←Back to resources In an age of fake news and blossoming AI journalism, it's a good question....
Is Journal Impact Factor Good?
The debate over Journal Impact Factor (IF) rages on, with no end in sight. Most scientists and experts agree that it is a flawed measurement of how good academic journals are. Yet it may be the best measure out there, and it continues to be broadly used across research and academia.
At the same time, the emergence of preprints, the rise of open access, and the dominance of social media means that the research landscape is now more divergent than ever from the metrics that IF measures. IF is perhaps more useless than it ever has been—although it still remains a useful tool to be used with caution and care.
To start, what exactly is IF?
IF is a calculation of the frequency that the average article in a journal is cited. It was originally created by Thomson Reuters to help librarians identify journals to add to library holdings, and is now run by Clarivate. Other common metrics include CiteScore, Eigenfactor, and h-index, each of which measure slightly different factors.
IF in particular essentially measures the average quality of articles in a journal: journals where many of the articles are well-cited will perform better in IF. If a journal has many articles but only a few perform well, it will do worse.
To be specific, here’s how the calculation works:
A = the number of times articles published in the previous two years were cited by indexed journals this year.
B = the total number of "citable items" published in the previous two years.
A/B = This year’s impact factor
Impact factor is useful, especially when compared to other calculations of journal quality, because it eliminates certain biases in calculations. For example, measures that favor larger journals, newer journals, or more frequently issued journals. However, the measure has shown to be highly variable from year to year. More importantly, scientists argue that judgment of a journal’s quality should never be extended as a measure of the scientists that publish the article.
And yet that is often exactly how IF is used in academia—as a measurement of a scientist’s accomplishments and qualifications. Aspiring professors and those in academia are frequently told that getting research published in high-impact journals is essential to career advancement, or even that publishing in low-tier journals can make them look bad.
The usefulness of IF, in some ways, becomes its downfall. Since you can use it to rank and score the outputs of scientists and journals, it is tempting to do so—when doing great science does not necessarily overlap with a journal’s ratio of citations over the last two years. Studies show that highly original research is more likely to be cited after three or more years.

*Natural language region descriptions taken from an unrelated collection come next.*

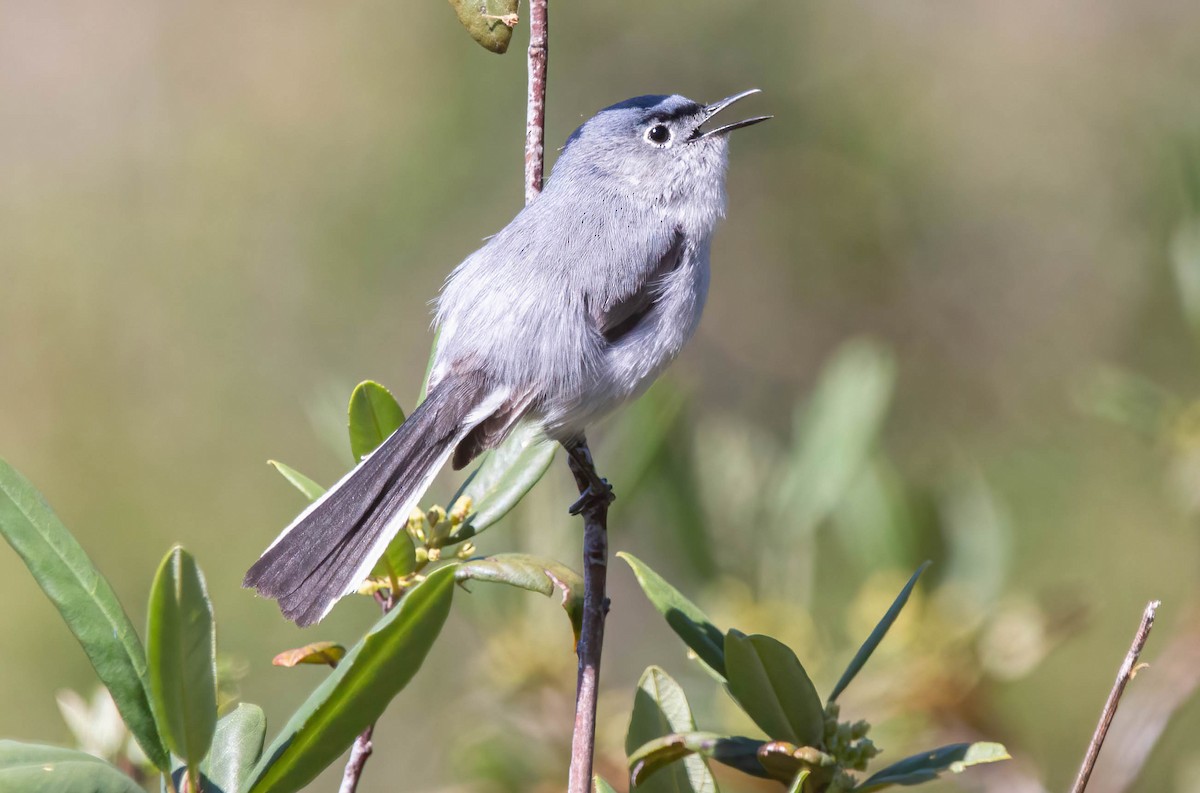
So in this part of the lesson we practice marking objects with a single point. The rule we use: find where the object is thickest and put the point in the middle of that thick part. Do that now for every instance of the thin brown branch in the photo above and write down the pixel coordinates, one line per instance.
(594, 498)
(535, 109)
(1147, 709)
(1128, 668)
(363, 746)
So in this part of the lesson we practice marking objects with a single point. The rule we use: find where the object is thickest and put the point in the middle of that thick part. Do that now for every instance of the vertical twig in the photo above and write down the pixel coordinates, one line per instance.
(595, 608)
(1128, 668)
(535, 110)
(595, 510)
(363, 746)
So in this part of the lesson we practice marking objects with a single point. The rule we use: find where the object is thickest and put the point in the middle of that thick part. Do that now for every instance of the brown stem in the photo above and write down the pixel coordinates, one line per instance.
(595, 608)
(535, 110)
(1128, 668)
(363, 745)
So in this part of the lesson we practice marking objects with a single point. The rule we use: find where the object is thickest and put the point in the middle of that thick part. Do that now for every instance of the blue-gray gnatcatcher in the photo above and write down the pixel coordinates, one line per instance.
(575, 307)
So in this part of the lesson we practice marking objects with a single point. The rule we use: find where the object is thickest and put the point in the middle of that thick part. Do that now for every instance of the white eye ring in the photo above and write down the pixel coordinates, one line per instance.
(658, 134)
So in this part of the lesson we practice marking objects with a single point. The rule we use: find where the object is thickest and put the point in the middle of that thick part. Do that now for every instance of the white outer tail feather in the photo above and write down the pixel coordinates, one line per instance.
(399, 521)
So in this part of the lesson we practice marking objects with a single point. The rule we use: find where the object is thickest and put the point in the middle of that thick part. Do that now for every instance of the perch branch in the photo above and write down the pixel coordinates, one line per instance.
(363, 746)
(593, 505)
(1128, 668)
(535, 109)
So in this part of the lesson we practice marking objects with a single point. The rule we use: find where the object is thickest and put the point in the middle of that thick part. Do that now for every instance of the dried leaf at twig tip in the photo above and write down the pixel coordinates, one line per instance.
(489, 22)
(317, 653)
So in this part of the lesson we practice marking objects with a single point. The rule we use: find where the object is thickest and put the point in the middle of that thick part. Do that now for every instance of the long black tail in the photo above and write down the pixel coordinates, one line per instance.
(330, 548)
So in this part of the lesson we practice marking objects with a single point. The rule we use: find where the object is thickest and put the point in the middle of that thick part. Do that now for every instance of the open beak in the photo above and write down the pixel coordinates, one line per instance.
(717, 107)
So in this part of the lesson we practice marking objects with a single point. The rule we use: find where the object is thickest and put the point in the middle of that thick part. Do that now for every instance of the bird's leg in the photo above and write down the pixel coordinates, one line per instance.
(594, 490)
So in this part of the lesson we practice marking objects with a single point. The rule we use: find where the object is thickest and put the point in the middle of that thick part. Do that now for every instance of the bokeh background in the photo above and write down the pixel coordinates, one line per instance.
(215, 218)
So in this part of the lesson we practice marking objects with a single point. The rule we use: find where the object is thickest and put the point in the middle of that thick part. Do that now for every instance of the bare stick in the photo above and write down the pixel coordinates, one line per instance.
(594, 509)
(363, 745)
(1128, 668)
(535, 110)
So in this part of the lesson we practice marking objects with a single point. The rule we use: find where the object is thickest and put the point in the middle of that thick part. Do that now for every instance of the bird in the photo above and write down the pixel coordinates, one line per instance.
(570, 311)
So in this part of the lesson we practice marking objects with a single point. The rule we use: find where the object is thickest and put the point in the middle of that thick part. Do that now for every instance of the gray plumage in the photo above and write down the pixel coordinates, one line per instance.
(573, 308)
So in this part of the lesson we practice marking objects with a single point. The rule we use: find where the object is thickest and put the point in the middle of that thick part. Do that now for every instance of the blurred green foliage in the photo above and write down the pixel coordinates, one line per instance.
(214, 218)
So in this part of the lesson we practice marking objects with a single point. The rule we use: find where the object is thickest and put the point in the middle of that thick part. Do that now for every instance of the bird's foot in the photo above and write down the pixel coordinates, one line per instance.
(598, 496)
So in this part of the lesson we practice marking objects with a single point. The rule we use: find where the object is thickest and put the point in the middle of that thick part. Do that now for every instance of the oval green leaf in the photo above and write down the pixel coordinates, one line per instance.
(785, 762)
(733, 751)
(480, 20)
(373, 415)
(181, 649)
(877, 634)
(927, 766)
(35, 768)
(237, 746)
(772, 686)
(661, 708)
(311, 490)
(87, 602)
(399, 558)
(502, 480)
(358, 691)
(532, 574)
(685, 619)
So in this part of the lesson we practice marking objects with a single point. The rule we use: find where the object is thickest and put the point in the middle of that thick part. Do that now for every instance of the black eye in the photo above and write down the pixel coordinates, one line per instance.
(658, 133)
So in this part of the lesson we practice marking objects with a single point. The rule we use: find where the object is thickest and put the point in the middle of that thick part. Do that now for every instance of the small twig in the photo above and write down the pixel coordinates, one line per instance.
(1128, 668)
(535, 109)
(1147, 709)
(595, 607)
(359, 755)
(363, 745)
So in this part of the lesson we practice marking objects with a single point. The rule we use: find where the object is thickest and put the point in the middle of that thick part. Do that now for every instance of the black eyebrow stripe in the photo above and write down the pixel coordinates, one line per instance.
(688, 109)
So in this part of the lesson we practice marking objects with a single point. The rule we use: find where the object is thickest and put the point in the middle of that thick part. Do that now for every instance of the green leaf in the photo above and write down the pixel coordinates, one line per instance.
(685, 619)
(927, 766)
(399, 558)
(785, 762)
(491, 34)
(532, 574)
(503, 479)
(237, 746)
(373, 415)
(311, 490)
(181, 649)
(877, 635)
(325, 653)
(733, 751)
(660, 708)
(34, 768)
(87, 602)
(772, 686)
(600, 786)
(357, 692)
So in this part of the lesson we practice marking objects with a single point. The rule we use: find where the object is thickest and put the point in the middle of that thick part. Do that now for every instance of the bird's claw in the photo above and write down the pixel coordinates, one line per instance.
(598, 494)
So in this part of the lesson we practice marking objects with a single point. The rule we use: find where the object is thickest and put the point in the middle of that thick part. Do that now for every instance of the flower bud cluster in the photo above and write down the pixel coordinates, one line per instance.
(847, 742)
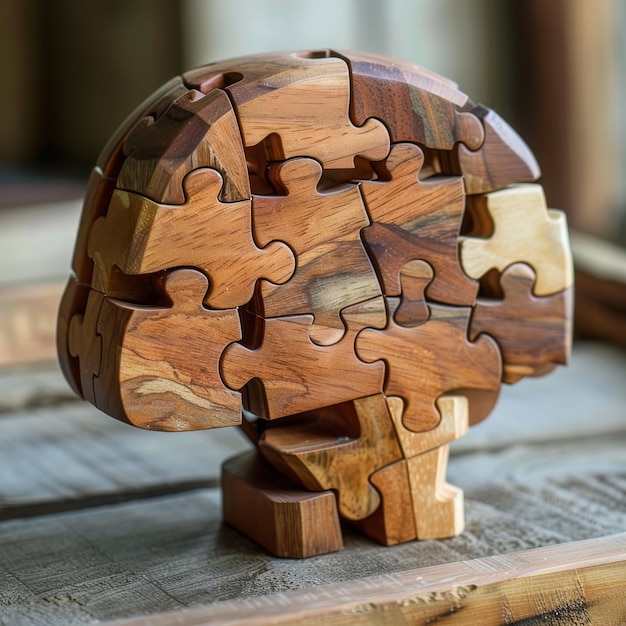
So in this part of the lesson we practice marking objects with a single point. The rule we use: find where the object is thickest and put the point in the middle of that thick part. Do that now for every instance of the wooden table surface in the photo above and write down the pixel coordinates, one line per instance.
(101, 522)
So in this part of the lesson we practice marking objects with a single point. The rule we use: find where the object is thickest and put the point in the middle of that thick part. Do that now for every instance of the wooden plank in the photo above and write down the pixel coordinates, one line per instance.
(582, 582)
(170, 553)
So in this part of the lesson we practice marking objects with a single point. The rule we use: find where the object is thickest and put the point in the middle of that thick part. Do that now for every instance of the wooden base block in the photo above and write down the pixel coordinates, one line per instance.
(287, 521)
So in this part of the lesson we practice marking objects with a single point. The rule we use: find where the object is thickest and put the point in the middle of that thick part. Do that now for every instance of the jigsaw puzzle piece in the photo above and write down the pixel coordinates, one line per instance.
(141, 236)
(525, 231)
(320, 456)
(333, 270)
(421, 218)
(196, 130)
(534, 333)
(430, 360)
(73, 303)
(84, 342)
(501, 160)
(163, 362)
(298, 105)
(294, 375)
(416, 105)
(286, 520)
(112, 157)
(414, 278)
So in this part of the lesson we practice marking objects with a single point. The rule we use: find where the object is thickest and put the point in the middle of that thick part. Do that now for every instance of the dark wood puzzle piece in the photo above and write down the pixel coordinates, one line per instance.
(532, 332)
(430, 214)
(196, 130)
(430, 360)
(141, 236)
(333, 270)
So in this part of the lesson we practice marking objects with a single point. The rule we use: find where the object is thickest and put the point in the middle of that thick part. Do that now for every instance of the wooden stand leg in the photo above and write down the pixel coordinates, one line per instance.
(286, 520)
(437, 505)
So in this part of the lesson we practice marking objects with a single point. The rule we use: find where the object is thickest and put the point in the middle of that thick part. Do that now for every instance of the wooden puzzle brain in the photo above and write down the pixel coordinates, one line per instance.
(338, 243)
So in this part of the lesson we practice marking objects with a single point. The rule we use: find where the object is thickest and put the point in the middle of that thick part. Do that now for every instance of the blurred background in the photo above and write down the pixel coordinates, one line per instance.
(72, 70)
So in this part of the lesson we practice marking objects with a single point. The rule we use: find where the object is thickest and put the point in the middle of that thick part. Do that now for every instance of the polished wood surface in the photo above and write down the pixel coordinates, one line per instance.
(331, 249)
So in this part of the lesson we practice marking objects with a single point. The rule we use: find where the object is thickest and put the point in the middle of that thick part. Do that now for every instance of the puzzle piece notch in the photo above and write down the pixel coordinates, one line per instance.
(333, 270)
(297, 375)
(418, 220)
(164, 362)
(533, 332)
(141, 236)
(430, 360)
(525, 231)
(323, 459)
(502, 159)
(303, 100)
(195, 131)
(414, 278)
(417, 105)
(85, 343)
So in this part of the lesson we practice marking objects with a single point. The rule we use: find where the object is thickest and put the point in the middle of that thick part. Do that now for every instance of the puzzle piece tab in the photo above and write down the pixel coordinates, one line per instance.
(302, 101)
(166, 363)
(430, 360)
(525, 231)
(417, 106)
(421, 218)
(195, 131)
(532, 332)
(141, 236)
(333, 270)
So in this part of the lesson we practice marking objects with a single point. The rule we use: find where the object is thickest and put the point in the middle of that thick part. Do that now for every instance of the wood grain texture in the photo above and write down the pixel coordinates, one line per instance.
(140, 236)
(166, 361)
(333, 270)
(435, 353)
(300, 101)
(430, 213)
(196, 130)
(532, 332)
(286, 520)
(524, 231)
(582, 582)
(298, 375)
(502, 159)
(416, 105)
(322, 458)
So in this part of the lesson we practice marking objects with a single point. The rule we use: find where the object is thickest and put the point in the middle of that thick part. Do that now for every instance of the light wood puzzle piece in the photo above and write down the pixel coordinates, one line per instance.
(430, 360)
(297, 375)
(285, 519)
(141, 236)
(417, 105)
(524, 231)
(195, 131)
(437, 506)
(502, 159)
(333, 270)
(166, 360)
(300, 100)
(85, 343)
(322, 458)
(430, 214)
(533, 333)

Even worse, IF can be manipulated by editorial policy, when publications willfully increase journal self-citations, publish reviews rather than articles, and publish a lot of expert-based guidelines that can be widely used.
A potential solution?
The San Francisco Declaration on Research Assessment (DORA) was conceived in December 2012 as a new way to evaluate scientific research. The goal, as stated by the chair of DORA’s steering group, Stephen Curry, is “a world in which the content of a research paper matters more than the impact factor of the journal in which it appears.”
Hundreds of universities so far have signed on to the agreement, which makes the following recommendations, among others:
- Eliminate the use of IF in funding, appointment, and promotion considerations
- Assess research on its own merits, rather than the journal it is published in
- Reduce the promotion and advertisement of IF scores
- Cite primary literatures rather than reviews
And while DORA has made headway, garnering support from researchers around the world, IF remains stubbornly entrenched even in 2020. Scientists have argued for the need to recognize contribution to the scientific community in ways beyond citations, such as public engagement, internal committees, and teaching. Above all, institutions should be transparent about whether or not they are using IF to make decisions so that scientists know what they’re getting into.
So how should we use IF?
How about as what it is—a measure of citation frequencies. We should use IF as a measure of which journals have the most highly-cited studies. And that’s it.
For librarians, researchers in the literature-review stage, it’s a useful tool. But for evaluating an individual piece of research—and especially a scientist’s career—it is not.